United States District Court, Seventh Circuit

October 11, 2013

JAMES BOWEN, individually and on behalf of all others similarly situated, Plaintiff,


G. PATRICK MURPHY, District Judge.

The Court previously entered preliminary approval of the parties' joint settlement agreement (Doc. 126), with the caveat that the Court was not approving Plaintiff's requested attorney fees (Doc. 134). Plaintiff sent Court-approved notice to class members (Doc. 136). No objections to the settlement were received, though Plaintiff received only seven claims from the class. The Court held a final fairness hearing on October 7, 2013 pursuant to Federal Rule of Civil Procedure 23(e)(2). Counsel for the parties appeared, as did Defendants. No other interested person appeared to be heard regarding the fairness of the settlement. The Court now finds as follows:

1. This action satisfies the requirements of Rule 23 for the reasons set forth in the Court's Order certifying the class at Doc. 109. The class was defined as "All individual and business entities who redeemed a tract or real property purchased at Indiana tax and/or Commissioner's sales by William Groome and/or Vicki Groome (or by a nominee), where the redemption amounts were artificially inflated because William and/or Vicki Groome certified to Indiana County Auditors that they had incurred and/or paid statutory notification and/or title costs which Defendants had not incurred or paid." The members of the class have been adequately represented by the Class Representative and Class Counsel.

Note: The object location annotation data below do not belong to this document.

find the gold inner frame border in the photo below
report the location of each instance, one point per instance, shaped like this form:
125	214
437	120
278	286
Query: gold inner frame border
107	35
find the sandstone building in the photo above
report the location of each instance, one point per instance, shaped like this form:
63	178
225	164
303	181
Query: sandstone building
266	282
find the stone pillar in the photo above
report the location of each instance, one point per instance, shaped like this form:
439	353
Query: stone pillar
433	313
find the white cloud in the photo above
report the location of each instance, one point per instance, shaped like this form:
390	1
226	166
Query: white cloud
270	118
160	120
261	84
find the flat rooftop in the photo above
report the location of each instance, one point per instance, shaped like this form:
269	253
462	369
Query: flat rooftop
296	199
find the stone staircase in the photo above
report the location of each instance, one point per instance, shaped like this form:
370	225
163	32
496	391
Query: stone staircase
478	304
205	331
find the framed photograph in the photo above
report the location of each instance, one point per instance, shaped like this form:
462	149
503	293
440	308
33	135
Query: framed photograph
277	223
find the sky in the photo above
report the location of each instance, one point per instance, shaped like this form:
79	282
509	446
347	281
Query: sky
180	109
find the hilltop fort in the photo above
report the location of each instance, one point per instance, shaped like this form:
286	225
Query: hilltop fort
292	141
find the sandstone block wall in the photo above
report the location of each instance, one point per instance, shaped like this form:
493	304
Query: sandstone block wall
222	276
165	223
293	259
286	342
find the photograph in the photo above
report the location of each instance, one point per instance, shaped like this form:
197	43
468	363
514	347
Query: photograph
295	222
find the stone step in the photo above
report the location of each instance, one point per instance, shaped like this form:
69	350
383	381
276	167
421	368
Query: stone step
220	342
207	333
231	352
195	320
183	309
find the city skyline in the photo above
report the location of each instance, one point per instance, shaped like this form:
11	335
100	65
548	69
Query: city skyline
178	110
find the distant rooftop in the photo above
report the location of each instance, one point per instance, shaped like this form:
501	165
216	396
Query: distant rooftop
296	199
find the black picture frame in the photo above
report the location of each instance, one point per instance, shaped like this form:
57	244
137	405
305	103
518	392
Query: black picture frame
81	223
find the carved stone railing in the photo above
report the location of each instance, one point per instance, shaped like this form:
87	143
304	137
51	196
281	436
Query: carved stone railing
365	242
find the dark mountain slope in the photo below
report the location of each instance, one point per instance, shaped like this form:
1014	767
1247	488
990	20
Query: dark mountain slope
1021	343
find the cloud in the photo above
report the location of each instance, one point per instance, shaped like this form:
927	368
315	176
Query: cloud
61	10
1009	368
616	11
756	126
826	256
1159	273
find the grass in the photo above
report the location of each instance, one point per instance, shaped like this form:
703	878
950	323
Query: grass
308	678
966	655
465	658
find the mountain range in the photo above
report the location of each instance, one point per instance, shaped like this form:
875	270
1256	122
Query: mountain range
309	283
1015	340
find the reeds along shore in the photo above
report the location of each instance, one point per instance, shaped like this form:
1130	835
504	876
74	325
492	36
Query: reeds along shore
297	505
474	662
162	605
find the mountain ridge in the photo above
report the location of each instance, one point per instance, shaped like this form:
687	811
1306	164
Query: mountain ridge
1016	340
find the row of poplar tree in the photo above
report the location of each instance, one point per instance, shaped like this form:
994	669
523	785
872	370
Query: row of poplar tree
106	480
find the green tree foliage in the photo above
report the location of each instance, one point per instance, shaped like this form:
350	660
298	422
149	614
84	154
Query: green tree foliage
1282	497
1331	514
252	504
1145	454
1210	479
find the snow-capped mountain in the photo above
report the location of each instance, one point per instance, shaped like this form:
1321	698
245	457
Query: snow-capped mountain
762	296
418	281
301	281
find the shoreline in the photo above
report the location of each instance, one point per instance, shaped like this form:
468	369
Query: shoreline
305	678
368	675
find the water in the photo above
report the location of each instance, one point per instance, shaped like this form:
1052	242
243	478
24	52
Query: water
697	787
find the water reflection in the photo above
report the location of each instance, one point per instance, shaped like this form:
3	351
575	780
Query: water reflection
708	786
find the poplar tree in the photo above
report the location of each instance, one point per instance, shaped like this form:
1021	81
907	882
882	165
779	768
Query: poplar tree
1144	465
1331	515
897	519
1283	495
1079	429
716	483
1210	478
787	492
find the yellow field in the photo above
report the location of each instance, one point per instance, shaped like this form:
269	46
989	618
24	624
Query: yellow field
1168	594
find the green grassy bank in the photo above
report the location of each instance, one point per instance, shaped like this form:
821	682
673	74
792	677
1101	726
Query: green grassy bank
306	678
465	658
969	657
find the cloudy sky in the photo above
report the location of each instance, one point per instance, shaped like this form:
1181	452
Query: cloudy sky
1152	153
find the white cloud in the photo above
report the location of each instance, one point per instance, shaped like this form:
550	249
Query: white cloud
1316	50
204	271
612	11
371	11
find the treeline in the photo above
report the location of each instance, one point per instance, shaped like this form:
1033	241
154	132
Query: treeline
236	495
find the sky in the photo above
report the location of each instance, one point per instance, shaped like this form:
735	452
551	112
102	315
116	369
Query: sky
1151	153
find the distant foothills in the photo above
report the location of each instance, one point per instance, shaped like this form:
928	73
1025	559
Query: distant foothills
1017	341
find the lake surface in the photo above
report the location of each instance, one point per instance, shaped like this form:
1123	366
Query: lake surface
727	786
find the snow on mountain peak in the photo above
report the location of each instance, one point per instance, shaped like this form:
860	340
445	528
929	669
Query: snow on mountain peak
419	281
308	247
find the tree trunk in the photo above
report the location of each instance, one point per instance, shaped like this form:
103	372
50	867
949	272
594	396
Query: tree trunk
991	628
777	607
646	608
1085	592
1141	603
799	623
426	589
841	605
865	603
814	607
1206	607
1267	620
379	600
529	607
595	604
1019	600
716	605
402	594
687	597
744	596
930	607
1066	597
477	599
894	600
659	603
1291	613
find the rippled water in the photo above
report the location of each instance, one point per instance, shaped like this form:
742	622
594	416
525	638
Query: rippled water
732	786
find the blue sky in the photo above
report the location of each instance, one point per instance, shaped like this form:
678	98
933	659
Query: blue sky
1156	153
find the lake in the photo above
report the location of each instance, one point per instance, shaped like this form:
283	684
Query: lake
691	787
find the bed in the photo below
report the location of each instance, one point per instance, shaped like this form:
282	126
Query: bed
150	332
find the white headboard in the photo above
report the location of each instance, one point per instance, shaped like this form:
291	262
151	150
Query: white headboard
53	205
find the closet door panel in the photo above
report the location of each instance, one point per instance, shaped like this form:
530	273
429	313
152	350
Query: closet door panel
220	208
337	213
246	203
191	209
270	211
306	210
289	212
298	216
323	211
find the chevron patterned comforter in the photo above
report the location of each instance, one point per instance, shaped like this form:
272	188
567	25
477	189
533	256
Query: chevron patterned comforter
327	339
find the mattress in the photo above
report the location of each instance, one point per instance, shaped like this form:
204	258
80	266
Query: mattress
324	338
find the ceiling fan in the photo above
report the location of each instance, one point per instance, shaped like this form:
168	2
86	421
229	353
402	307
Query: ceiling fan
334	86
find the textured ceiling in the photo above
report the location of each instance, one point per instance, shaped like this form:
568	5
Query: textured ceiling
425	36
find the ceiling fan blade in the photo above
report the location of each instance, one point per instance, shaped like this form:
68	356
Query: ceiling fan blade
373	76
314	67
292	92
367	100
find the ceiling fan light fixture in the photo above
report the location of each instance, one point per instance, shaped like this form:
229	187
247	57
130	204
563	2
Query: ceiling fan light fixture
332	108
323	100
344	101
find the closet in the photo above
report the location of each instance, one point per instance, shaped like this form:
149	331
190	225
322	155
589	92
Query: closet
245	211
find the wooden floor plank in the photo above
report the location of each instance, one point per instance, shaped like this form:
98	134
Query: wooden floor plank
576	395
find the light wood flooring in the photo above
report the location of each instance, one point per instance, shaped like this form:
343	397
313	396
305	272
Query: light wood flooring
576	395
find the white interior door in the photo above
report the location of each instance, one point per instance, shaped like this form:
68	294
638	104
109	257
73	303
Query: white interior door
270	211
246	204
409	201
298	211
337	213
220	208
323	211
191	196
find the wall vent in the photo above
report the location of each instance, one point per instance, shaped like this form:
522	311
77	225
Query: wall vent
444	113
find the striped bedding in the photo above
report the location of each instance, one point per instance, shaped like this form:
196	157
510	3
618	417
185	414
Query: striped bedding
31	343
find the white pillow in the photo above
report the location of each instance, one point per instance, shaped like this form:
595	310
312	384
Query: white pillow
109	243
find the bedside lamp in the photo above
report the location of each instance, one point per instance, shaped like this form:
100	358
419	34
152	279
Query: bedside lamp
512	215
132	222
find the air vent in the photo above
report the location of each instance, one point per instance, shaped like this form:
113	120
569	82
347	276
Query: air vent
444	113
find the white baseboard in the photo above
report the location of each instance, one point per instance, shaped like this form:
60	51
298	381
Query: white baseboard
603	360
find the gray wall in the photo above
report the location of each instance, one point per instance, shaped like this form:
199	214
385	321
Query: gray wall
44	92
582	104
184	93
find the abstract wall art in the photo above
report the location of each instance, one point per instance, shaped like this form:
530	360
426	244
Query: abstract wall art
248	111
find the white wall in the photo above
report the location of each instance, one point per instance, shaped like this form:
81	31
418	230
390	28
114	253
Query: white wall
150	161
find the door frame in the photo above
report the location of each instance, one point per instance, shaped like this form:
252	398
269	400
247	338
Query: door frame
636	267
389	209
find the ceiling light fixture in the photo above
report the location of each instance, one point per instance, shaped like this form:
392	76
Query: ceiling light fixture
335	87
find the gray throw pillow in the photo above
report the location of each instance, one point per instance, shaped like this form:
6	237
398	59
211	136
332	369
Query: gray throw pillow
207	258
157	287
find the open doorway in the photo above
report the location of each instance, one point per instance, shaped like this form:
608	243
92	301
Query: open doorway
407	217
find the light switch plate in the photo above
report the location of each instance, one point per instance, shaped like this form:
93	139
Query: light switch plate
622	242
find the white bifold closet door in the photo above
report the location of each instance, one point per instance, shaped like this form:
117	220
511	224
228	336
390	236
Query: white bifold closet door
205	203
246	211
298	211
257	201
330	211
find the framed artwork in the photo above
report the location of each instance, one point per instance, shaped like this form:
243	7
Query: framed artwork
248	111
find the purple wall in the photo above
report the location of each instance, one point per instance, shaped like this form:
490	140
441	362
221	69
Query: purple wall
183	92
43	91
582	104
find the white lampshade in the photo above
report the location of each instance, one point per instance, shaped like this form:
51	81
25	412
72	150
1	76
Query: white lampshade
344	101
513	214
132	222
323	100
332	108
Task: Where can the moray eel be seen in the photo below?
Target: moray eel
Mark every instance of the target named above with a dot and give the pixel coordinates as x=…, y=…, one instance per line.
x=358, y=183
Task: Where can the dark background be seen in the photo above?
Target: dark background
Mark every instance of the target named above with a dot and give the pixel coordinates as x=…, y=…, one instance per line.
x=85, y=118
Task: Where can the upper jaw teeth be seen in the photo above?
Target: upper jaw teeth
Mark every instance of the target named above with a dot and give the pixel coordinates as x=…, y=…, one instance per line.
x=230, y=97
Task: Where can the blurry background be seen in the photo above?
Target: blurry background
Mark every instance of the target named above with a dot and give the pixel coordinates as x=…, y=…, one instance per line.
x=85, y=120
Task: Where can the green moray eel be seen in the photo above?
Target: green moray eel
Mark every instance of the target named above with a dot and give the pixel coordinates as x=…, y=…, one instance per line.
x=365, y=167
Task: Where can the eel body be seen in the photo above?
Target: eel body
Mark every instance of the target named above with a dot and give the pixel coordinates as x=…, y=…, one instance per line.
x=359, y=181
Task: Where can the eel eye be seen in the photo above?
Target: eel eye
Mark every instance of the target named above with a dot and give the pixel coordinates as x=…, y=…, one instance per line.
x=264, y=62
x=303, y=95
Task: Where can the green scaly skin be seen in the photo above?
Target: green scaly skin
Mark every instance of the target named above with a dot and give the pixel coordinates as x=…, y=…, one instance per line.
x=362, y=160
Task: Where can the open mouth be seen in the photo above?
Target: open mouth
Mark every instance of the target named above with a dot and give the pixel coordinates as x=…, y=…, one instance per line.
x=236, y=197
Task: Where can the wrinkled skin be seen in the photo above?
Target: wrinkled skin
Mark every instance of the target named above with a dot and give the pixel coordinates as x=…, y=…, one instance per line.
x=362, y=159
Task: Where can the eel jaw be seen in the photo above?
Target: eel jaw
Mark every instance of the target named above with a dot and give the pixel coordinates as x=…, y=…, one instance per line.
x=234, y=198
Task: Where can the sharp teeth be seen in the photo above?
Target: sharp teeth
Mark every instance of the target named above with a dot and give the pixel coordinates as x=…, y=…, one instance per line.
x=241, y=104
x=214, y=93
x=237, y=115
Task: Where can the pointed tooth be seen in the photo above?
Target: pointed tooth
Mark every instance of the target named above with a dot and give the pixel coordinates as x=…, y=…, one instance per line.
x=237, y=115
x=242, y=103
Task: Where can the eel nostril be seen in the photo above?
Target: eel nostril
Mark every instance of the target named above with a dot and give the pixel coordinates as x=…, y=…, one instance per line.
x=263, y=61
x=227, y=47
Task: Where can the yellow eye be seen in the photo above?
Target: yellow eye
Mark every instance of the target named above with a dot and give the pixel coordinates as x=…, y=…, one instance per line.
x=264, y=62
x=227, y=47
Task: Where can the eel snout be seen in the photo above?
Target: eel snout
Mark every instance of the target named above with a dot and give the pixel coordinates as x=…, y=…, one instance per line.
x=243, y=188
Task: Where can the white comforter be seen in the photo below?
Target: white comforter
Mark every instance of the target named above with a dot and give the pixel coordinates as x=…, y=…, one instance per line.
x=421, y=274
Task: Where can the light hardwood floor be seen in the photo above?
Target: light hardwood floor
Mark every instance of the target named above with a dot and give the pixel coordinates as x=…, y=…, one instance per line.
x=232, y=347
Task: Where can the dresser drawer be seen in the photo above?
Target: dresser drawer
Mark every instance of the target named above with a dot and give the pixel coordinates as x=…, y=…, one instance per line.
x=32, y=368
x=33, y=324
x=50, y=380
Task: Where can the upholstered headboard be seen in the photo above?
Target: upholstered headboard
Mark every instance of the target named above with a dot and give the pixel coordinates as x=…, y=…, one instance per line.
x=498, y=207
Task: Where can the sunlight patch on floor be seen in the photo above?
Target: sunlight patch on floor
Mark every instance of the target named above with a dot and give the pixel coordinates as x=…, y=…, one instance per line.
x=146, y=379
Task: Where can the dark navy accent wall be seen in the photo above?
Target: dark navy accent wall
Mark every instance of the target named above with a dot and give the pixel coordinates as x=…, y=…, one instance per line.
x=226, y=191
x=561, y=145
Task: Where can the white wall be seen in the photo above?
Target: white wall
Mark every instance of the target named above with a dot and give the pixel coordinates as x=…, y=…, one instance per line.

2. Notice approved by the Court was sent by first class mail, postage prepaid, to the last known address of each class member. In addition, follow-up efforts were made to provide Notice to individuals whose original Notice was returned as undeliverable. The Notice adequately described the relevant and necessary terms of the proposed Settlement Agreement. The Notice provided to the Class fully complied with Rule 23, was the best notice practicable, satisfied all constitutional due process requirements, and provides the Court with jurisdiction over the Class Members. Eisen v. Carlisle and Jacquelin, 417 U.S. 156, 177-78 (1974); Phillips Petroleum v. Shutts, 472 U.S. 797 (1985).

3. This Court has subject matter jurisdiction over this action pursuant to 28 U.S.C. § 1331 and 28 U.S.C. § 1367.

4. The Court has considered and applied the factors set forth in Armstrong v. Board of School Directors of the City of Milwaukee, 616 F.2d 305, 312 (7th Cir. 1980), overruled on other grounds, and Synfuel Technologies, Inc. v. DHL Express (USA), Inc., 463 F.3d 646, 653 (7th Cir. 2006) for evaluating the settlement and has concluded that the settlement is fair, reasonable, and adequate.

5. The parties' settlement agreement is given final approval, other than paragraph eight of the settlement, "Class Counsel Fees." Defendants will send Class Counsel payment of $150, 000.00 for settlement purposes. Payments shall be made from that fund to eligible, claiming class members. Class Representative, James Bowen, shall receive an additional incentive award from the fund in the amount of $2, 500.00. This incentive award is fair, reasonable, and appropriate.

6. Class Counsel shall recover their hard out-of-pocket expenses of $6, 896.44 from the fund. Class Counsel is ORDERED to file a final report with the Court showing satisfaction of the settlement agreement. At that point, the Court will order an award of $40, 000.00 in attorney fees to Class Counsel from the fund. This amount is fair, reasonable, and appropriate; particularly given the small amount of total funds to be distributed to claiming Class Members.

7. Unclaimed funds shall revert to Defendants.

The parties' settlement agreement is given final approval in all respects other than the award of Class Counsel fees. Class Counsel shall file a report with the Court showing disbursement of the settlement funds to their clients, at which point the Court will enter an order for class attorney fees and the case will be closed.